Treatments to resolve a pericardial effusion may include:

  • Pericardiocentesis: In a pericardiocentesis, a long, thin needle is inserted through the skin and into the pericardial sac (usually with ultrasound guidance) to withdraw the fluid.
  • Inserting a shunt (from the pericardial effusion into the abdomen to continually drain the fluid) is often needed as these effusion often recur after they are drained.
  • Balloon pericardiotomy
  • Pericardiectomy (removing the pericardium) via either thoracoscopic or open surgery

If the effusion is large or symptomatic, a procedure known as video-assisted thoracoscopic (VATS) pericardiectomy may be performed. For people who have pericardial effusions due to benign causes (such as an infection) the prognosis with this procedure is good. Given the reasons behind the development of pericardial effusions in people with cancer, the prognosis is guarded regardless of the treatment chosen.
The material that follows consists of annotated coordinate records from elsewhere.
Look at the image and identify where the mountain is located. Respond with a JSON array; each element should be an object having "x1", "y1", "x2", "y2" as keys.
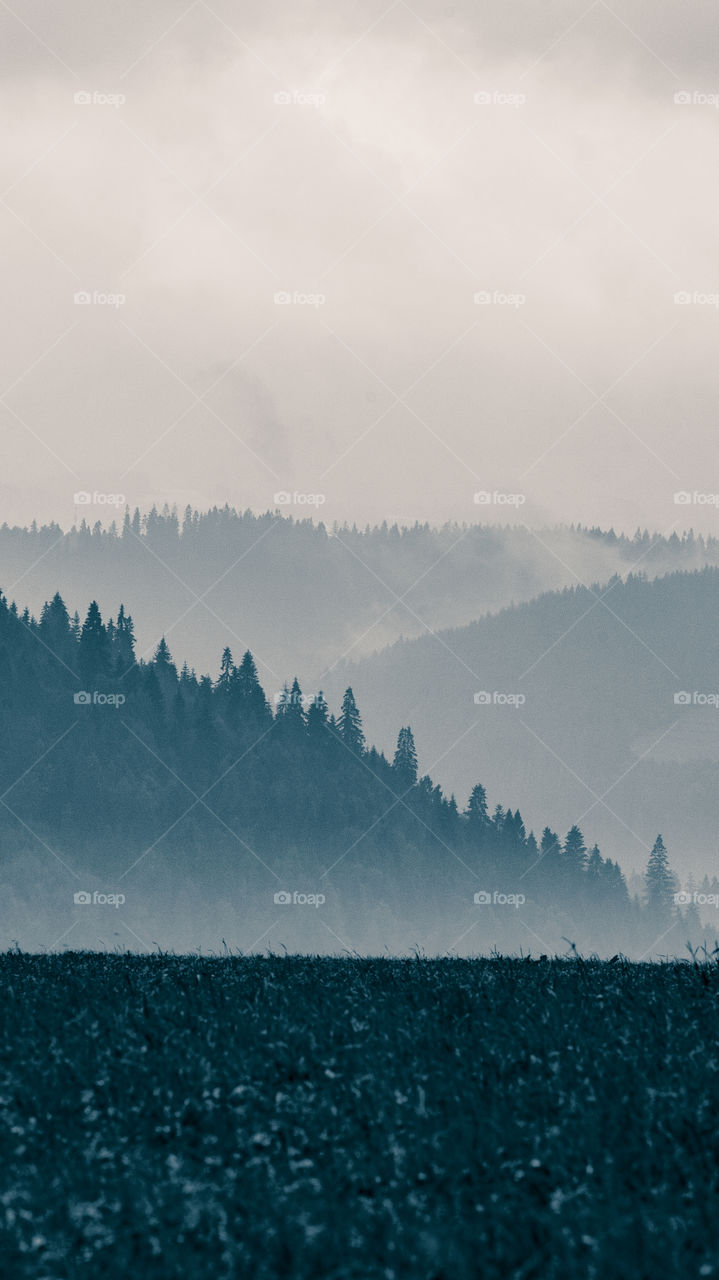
[
  {"x1": 325, "y1": 568, "x2": 719, "y2": 873},
  {"x1": 0, "y1": 509, "x2": 719, "y2": 691},
  {"x1": 0, "y1": 594, "x2": 700, "y2": 954}
]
That said, with better treatments now available for many advanced cancers, managing the effusion while beginning treatment to control the underlying cancer is likely to improve the prognosis.

Treatment of the Cancer

Treatment can vary depending on the extend of the cancer. In some cases, chemotherapy and radiation therapy have reduced a pericardial effusion so that surgery can later be successful. Most of the time, however, a pericardial effusion is associated with other areas of cancer metastases (metastatic cancer) and systemic (whole-body) treatments such as chemotherapy, targeted therapy, and/or immunotherapy are the best options.

Prognosis

The prognosis of a pericardial effusion depends largely on the underlying cause. With infections, inflammatory disease, or kidney disease that can be managed, the prognosis may be very good, and it's important to remember that people who have cancer also develop these conditions.

In the past, the prognosis for a pericardial effusion was poor, with up to a third of people with metastases to the pericardium dying from pericardial tamponade. Better treatment options for metastatic cancer as well as prompt treatment of a developing pericardial effusion are critical to improve survival.

A Word From Verywell

A pericardial effusion may be mild and temporary with conditions such as some viral infections, but can be serious and a poor prognostic sign for people living with cancer. That said, there are a number of methods that can be used to resolve an effusion to improve symptoms and prevent complications when diagnosed promptly.

If you or a loved one have cancer and develop a pericardial effusion, ask a lot of questions and be your own advocate. The treatment and prognosis of cancers, even lung cancer, is improving, and much of what you may have heard or read about metastatic cancer and pericardial effusions may not only be very disheartening, but inaccurate. Since it's challenging for even oncologists who specialize in one type of cancer to stay abreast of the latest treatment options, strongly consider getting an opinion at a large cancer center such as a National Cancer Institute designated cancer center. Even in the elderly, newer treatments are available that are much better tolerated, and performance status (how someone functions day to day) is more important than chronological age.